The hunt for Osama bin Laden has been at best complicated, and at worst obstructed, by Pakistan’s ambiguous relationship with the Taleban and al-Qaeda.
The relationship dates from the 1980s when the Inter-Services Intelligence (ISI) agency helped the CIA to funnel cash and arms to bin Laden and other members of the Mujahidin resistance against Soviet forces.
In the 1990s the ISI tried to offset Indian influence in Afghanistan by supporting the Taleban. The militants were sheltering bin Laden, who had by then turned his attention to attacking the US.
After 9/11 America made it clear that Pakistan had no choice but to co-operate in the War on Terror — and pressed it to purge the ISI of Taleban and al-Qaeda sympathisers.
But it continued to play a double game — most controversially airlifting hundreds, possibly thousands, of Taleban, al-Qaeda and ISI operatives out of the northern Afghan region of Kunduz in November 2001. Later that month more al-Qaeda fighters — probably including bin Laden — escaped from the southeastern Afghan region of Tora Bora by slipping over the border into Pakistan.
In 2002 the ISI created a Counter Terrorism Cell to work with the CIA and MI6 in hunting down al-Qaeda figures in Pakistan. Since then it has helped to capture or kill hundreds of low and middle- ranking al-Qaeda operatives but has yet to find substantial intelligence about bin Laden or his deputy, Ayman al-Zawahiri.

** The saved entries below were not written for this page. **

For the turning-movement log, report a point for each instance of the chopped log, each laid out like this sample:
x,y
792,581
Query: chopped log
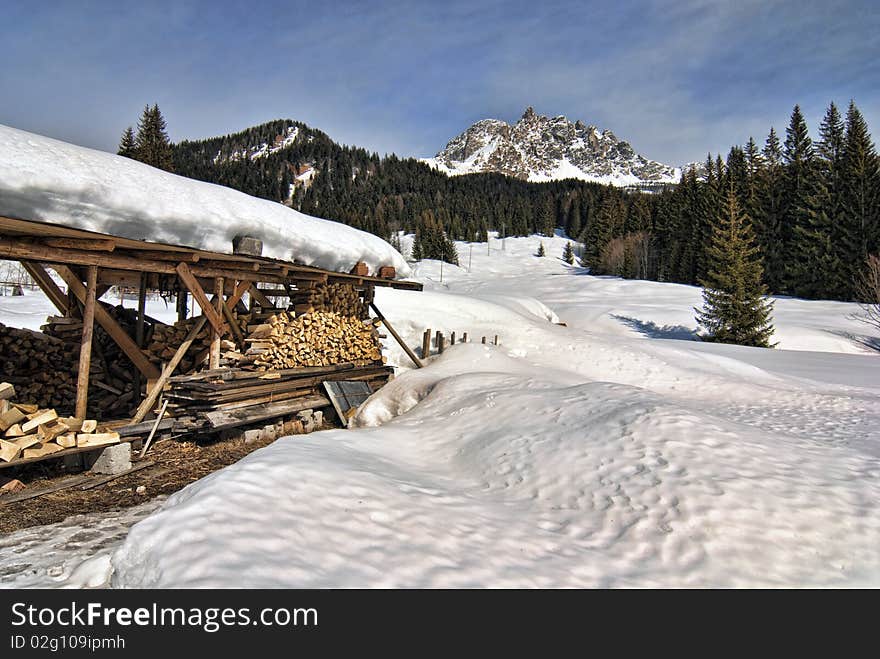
x,y
9,451
27,442
40,451
10,418
97,439
38,419
14,431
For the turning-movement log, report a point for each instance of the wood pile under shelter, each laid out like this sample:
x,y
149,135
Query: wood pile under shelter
x,y
268,335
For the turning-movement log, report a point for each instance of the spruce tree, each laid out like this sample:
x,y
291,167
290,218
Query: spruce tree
x,y
735,308
860,180
798,188
126,144
152,143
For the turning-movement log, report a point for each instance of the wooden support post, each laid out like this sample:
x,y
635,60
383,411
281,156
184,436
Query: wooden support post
x,y
233,323
240,289
426,344
47,285
259,298
393,332
139,329
85,349
182,305
123,340
214,359
153,394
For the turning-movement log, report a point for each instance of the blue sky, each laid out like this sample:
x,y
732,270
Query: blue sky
x,y
676,79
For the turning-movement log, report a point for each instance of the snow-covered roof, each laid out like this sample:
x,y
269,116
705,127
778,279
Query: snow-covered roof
x,y
48,180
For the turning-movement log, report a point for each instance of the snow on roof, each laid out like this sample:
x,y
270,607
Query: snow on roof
x,y
52,181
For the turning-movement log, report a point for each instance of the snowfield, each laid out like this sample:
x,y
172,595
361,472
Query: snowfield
x,y
52,181
615,451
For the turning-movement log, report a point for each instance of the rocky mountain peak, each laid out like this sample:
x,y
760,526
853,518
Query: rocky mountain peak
x,y
540,148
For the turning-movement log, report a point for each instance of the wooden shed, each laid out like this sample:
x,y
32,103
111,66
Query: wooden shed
x,y
232,364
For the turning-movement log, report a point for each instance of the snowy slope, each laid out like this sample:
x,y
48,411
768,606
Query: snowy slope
x,y
52,181
589,455
604,453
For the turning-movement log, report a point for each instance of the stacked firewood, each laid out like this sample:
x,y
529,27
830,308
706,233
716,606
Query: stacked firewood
x,y
44,368
314,339
336,298
30,431
165,339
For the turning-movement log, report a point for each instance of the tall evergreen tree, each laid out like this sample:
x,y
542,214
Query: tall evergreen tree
x,y
152,144
800,176
735,308
860,180
126,144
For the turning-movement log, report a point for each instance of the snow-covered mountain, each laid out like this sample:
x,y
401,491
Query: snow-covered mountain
x,y
538,148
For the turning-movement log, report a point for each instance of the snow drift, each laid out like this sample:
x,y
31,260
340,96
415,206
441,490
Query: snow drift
x,y
48,180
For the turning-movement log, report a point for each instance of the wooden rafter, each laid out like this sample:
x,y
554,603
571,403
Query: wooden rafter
x,y
47,285
122,339
198,293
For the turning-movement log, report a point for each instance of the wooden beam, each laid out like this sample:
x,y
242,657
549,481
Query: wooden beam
x,y
201,299
88,244
47,285
85,347
406,349
240,289
214,357
232,323
105,320
261,299
162,380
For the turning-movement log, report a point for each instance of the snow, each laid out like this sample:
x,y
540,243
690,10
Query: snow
x,y
613,452
47,180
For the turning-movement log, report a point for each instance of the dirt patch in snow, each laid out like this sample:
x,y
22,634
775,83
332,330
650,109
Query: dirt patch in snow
x,y
177,464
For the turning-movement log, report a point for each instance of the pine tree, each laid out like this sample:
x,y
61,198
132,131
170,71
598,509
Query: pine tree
x,y
860,180
798,188
152,143
126,144
735,308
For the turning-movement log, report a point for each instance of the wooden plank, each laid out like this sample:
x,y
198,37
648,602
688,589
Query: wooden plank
x,y
400,341
214,358
246,415
47,285
88,244
112,477
154,429
129,347
201,299
85,346
63,485
261,299
240,289
162,379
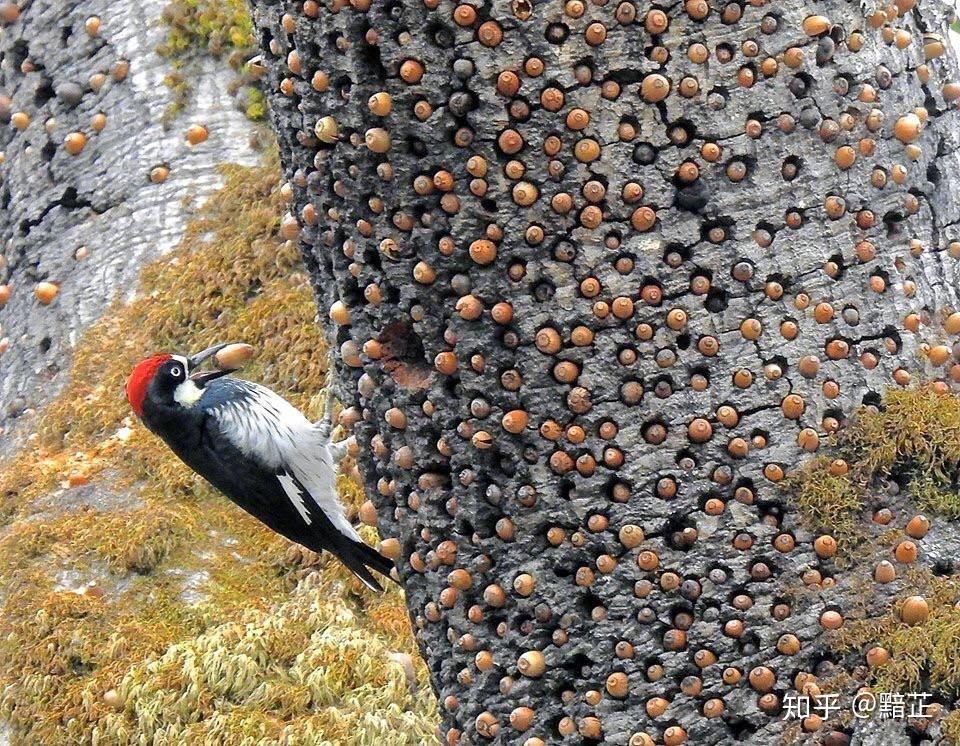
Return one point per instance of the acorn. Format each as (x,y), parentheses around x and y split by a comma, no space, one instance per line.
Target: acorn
(74,143)
(233,356)
(112,699)
(914,610)
(816,25)
(197,134)
(327,130)
(532,664)
(907,128)
(45,292)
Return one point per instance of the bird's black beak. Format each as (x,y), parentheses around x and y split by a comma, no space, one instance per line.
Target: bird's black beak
(200,377)
(195,360)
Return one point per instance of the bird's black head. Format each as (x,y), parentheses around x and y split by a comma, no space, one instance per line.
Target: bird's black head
(169,381)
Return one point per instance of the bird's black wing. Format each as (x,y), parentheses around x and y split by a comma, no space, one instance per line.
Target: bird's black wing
(275,497)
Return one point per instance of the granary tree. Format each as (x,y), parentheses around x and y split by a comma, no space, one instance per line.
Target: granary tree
(601,277)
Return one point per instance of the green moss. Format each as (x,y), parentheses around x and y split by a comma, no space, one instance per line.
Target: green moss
(215,27)
(826,500)
(192,615)
(923,656)
(256,109)
(914,435)
(219,28)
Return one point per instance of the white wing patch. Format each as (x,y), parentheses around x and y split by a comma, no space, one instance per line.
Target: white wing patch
(265,426)
(296,496)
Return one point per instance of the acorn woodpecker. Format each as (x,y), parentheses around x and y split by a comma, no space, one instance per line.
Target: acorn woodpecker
(257,449)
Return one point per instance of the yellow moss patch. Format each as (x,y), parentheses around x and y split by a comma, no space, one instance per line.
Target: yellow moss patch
(138,605)
(914,435)
(925,653)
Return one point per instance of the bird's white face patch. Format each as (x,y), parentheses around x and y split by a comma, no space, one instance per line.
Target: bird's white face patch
(187,393)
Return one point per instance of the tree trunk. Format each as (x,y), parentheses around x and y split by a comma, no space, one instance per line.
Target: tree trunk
(600,274)
(87,221)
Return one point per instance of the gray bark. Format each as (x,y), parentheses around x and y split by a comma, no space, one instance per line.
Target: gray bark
(102,200)
(460,491)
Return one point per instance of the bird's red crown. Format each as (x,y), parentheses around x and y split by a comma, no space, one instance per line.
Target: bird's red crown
(139,380)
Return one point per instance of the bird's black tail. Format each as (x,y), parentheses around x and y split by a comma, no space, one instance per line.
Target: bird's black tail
(360,558)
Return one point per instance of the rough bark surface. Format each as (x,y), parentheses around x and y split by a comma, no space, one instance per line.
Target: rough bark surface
(594,297)
(100,202)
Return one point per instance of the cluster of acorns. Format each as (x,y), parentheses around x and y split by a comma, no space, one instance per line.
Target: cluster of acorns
(601,273)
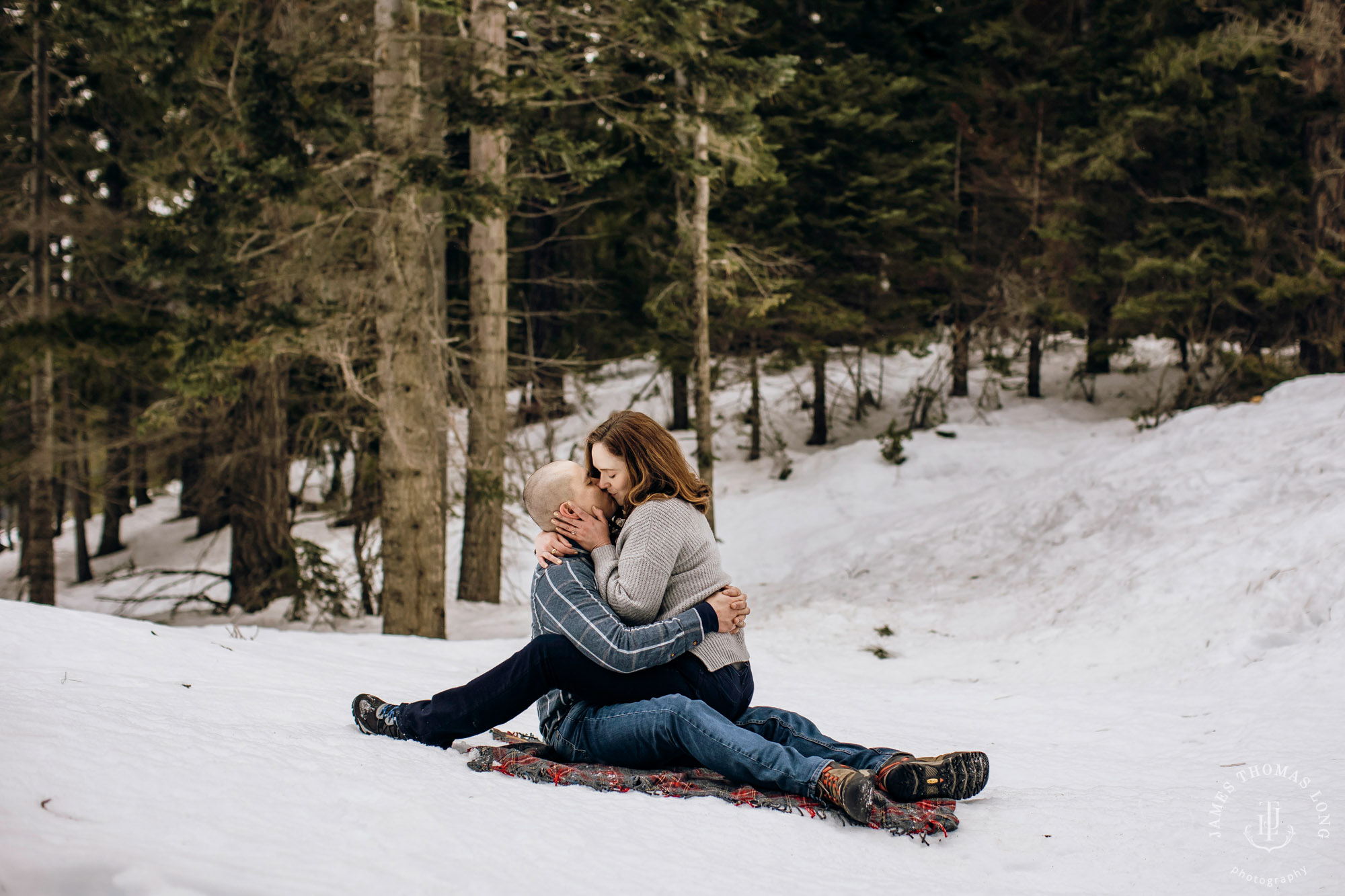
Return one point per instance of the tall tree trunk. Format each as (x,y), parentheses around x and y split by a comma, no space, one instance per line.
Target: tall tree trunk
(755,408)
(24,528)
(681,400)
(192,466)
(141,477)
(1035,362)
(364,513)
(40,551)
(116,489)
(484,505)
(215,485)
(859,385)
(701,284)
(548,382)
(961,358)
(77,474)
(410,319)
(336,495)
(262,557)
(820,399)
(1098,352)
(59,501)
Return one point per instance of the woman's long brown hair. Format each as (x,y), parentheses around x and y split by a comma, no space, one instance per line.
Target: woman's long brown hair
(656,460)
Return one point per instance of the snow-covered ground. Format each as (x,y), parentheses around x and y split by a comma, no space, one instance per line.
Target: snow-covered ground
(1128,622)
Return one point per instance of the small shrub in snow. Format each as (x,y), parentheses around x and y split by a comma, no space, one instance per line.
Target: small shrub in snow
(927,407)
(891,440)
(322,592)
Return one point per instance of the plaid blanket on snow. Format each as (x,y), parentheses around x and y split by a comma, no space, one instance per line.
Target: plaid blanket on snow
(525,756)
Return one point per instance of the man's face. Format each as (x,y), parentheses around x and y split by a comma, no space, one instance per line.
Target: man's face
(588,495)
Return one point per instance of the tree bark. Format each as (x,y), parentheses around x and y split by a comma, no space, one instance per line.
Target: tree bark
(820,399)
(755,408)
(141,474)
(1098,352)
(364,512)
(681,400)
(40,551)
(961,358)
(1035,362)
(116,493)
(484,505)
(410,321)
(24,528)
(192,467)
(701,296)
(77,474)
(262,557)
(213,487)
(547,400)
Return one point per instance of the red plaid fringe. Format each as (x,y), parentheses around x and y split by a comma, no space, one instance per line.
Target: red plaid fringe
(525,756)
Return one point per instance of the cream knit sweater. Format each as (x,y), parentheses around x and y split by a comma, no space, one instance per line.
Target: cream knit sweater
(664,563)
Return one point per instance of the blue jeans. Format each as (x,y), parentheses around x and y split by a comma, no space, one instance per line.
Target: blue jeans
(769,748)
(552,661)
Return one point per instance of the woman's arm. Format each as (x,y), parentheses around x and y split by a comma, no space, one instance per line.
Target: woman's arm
(634,584)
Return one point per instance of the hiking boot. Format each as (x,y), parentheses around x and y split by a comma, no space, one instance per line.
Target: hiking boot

Pakistani intelligence officials said that it had become difficult to track bin Laden after that because he stopped using satellite phones. In 2006 al-Zawahiri had narrowly escaped death in Bajaur when he was targeted by a US drone.
Western military commanders tend to scoff at Pakistan’s failure to deal with bin Laden.Those with longer memories draw parallels with the Faqir of Ipi, an insurgent commander who dragged the British into one of their most costly counter-insurgency campaigns of the 20th century. Between 1936 and 1947 he tied up thousands of British troops along the same tribal frontier in a futile series of operations to capture him.
The Faqir died in 1960, alone, at peace, and still very much at liberty 14 years after the British had departed.